Potential variability in crop machinery investment per acre was examined by comparing average machinery investment per acre to averages for farms in the low and high 20 percent groups in terms of net farm income. Again, data from 2016 to 2020 were utilized. The five-year average crop machinery investment per acre was $540. Farms in the low 20 percent group had an average machinery investment per acre of $626 or 15.9 percent higher than the average machinery investment. In contrast, farms in the high 20 percent profit group had an average machinery investment per acre of $490 or 9.3 percent lower than the average machinery investment. In addition to examining machinery investment per acre for the two profit groups, we examined machinery investment benchmarks for crop farms. Farms in the 30th percentile, meaning that 30 percent of the farms had values higher than this group, had an average machinery investment per acre of $828, while farms in the 70th percentile had an average machinery investment per acre of $288. When interpreting the average for the 70th percentile, a word of caution is in order. Farms with very low crop machinery investment values tend to have older machinery that is largely depreciated out. Whether these farms can continue operating with this machinery for several more years is an open question.

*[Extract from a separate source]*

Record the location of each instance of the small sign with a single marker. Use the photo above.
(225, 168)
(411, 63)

Finally, it is important to note that the case farm has strong labor benchmarks. Gross revenue per worker is approximately $1,060,000 for the case farm. In addition, the ratio of total labor expense (hired labor plus family and operator labor) as a percentage of value of farm production is only 5.9 percent. Given the potential tradeoff between labor cost and machinery cost, it is often important to compute both labor and machinery benchmarks.

Conclusions

This article defined, described, and illustrated crop machinery cost and investment benchmarks using a case farm in west central Indiana. The case farm had values that were below the specified benchmarks or targets. In order to more fully gauge farm efficiency, it would be helpful to also compare the farm’s profitability and financial efficiency ratios to farms of the same type and similar in size.

 

 


Citations

Center for Farm Financial Management, University of Minnesota, FINBIN web site, accessed October 19, 2021.

Langemeier, M. “U.S. Farm Sector Capital Expenditures.” Center for Commercial Agriculture, Purdue University, October 13, 2020.

Lattz, D. and G. Schnitkey. “Machinery Cost Estimates for 2021.” farmdoc daily (11):143, Department of Agricultural and Consumer Economics, University of Illinois at Urbana-Champaign, October 12, 2021.